Kool Moe Dee suggests the change in how the term is used happened somewhere in the mid to late 1980s, saying, "until 1986, all freestyles were written", and "before the 1990s, it was about how hard you could come with a written rhyme with no particular subject matter and no real purpose other than showing your lyrical prowess." This type of freestyle is the focus of Kevin Fitzgerald's documentary, Freestyle: The Art of Rhyme, where the term is used throughout by numerous artists to mean improvisational rapping.
Since the early 1990s onwards, with the popularization of improvisational rapping from groups and artists such as Freestyle Fellowship through to fresh fest competitions, "freestyle" has come to be the widely used term for rap lyrics which are improvised on the spot.

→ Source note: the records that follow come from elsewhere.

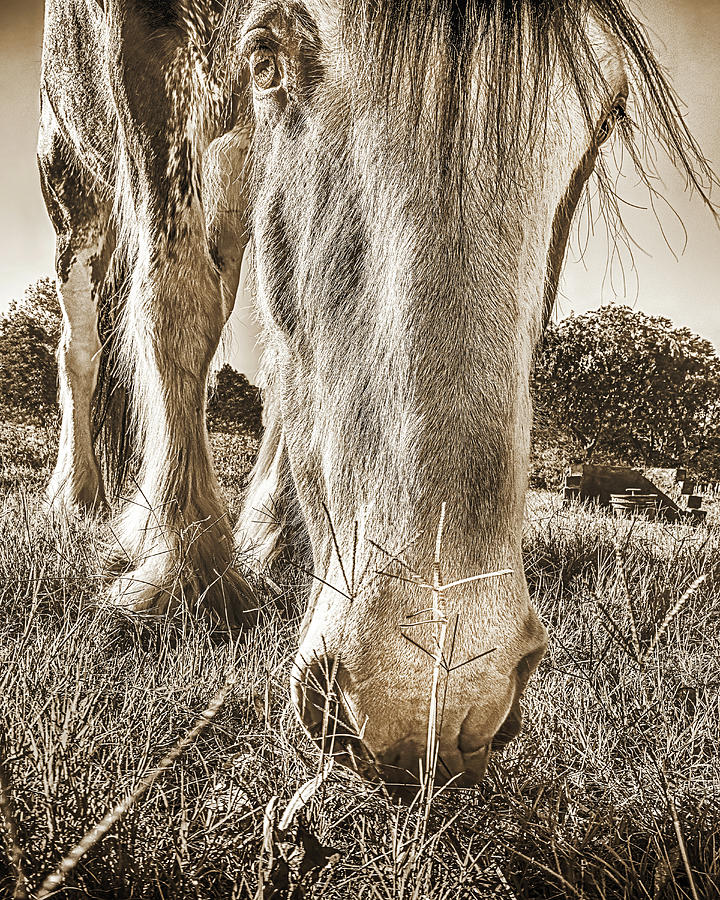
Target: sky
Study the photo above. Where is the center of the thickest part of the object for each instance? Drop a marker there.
(680, 281)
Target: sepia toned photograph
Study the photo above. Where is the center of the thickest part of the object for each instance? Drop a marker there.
(360, 449)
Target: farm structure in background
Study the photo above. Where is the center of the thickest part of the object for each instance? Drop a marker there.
(666, 493)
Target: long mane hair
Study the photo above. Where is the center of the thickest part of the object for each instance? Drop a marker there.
(519, 44)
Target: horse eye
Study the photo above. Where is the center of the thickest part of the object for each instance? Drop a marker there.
(264, 70)
(617, 114)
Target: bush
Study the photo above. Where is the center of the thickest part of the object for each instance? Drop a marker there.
(619, 386)
(29, 334)
(234, 404)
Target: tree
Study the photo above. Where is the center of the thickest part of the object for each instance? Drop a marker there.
(630, 388)
(29, 333)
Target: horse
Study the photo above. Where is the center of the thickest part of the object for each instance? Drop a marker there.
(402, 176)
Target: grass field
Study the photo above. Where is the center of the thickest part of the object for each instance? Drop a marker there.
(611, 791)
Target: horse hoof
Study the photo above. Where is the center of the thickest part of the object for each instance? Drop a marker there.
(226, 599)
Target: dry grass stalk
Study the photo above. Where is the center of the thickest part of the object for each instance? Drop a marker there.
(56, 878)
(667, 621)
(16, 853)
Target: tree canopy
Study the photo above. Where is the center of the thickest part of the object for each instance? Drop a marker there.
(629, 387)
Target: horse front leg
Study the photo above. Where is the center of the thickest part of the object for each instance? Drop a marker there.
(80, 218)
(175, 531)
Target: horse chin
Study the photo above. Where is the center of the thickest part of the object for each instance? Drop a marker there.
(510, 728)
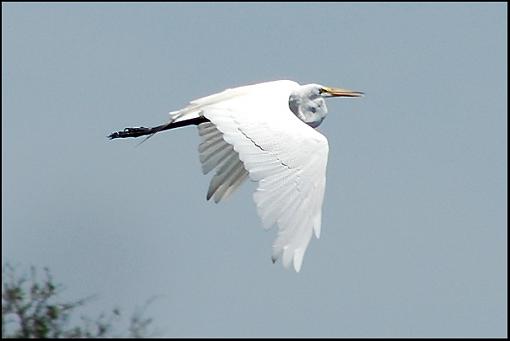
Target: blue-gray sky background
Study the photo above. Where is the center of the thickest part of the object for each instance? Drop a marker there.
(414, 229)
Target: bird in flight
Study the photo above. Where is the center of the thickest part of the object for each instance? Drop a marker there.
(265, 132)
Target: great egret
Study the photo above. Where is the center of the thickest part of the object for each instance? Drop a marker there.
(265, 132)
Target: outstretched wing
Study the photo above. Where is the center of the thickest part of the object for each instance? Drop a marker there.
(252, 132)
(288, 160)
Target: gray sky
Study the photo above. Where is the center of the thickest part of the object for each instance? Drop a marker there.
(414, 233)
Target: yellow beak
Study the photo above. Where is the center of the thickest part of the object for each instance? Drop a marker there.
(337, 92)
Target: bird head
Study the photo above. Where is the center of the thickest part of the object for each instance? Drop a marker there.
(308, 101)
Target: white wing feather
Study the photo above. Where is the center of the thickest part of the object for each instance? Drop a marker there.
(252, 131)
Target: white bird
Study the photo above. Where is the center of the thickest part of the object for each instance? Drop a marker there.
(266, 132)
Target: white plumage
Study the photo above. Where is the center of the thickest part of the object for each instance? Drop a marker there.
(266, 132)
(253, 132)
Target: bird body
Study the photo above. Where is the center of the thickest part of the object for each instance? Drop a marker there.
(265, 132)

Kool Moe Dee suggests that Kool G Rap's track "Men At Work" is an "excellent example" of true freestyle, along with Rakim's "Lyrics of Fury". Referring to this earlier definition (a written rhyme on non-specific subject matter), Big Daddy Kane stated, "that's really what a freestyle is" and Kool Moe Dee refers to it as "true" freestyle, and "the real old-school freestyle". In old school hip-hop, Kool Moe Dee claimed that improvisational rapping was instead called "coming off the top of the head", and Big Daddy Kane stated, "off-the-top-of-the-head, we just called that 'off the dome' – when you don't write it and say whatever comes to mind". Then there's freestyle where you come off the top of the head. There's an old-school freestyle that's basically rhymes that you've written that may not have anything to do with any subject or that goes all over the place. Kool Moe Dee also refers to this earlier definition in his book, There's A God On The Mic: and now they call freestyling off the top of the head, so the era I come from, it's a lot different". Divine Styler says: "in the school I come from, freestyling was a non-conceptual written rhyme. it's basically a rhyme just bragging about yourself." Myka 9 adds, "back in the day, freestyle was bust a rhyme about any random thing, and it was a written rhyme or something memorized".
#RANDOM RAP BEAT FREE#
In the book How to Rap, Big Daddy Kane and Myka 9 note that originally a freestyle was a spit on no particular subject – Big Daddy Kane said, "in the '80s, when we said we wrote a freestyle rap, that meant that it was a rhyme that you wrote that was free of style.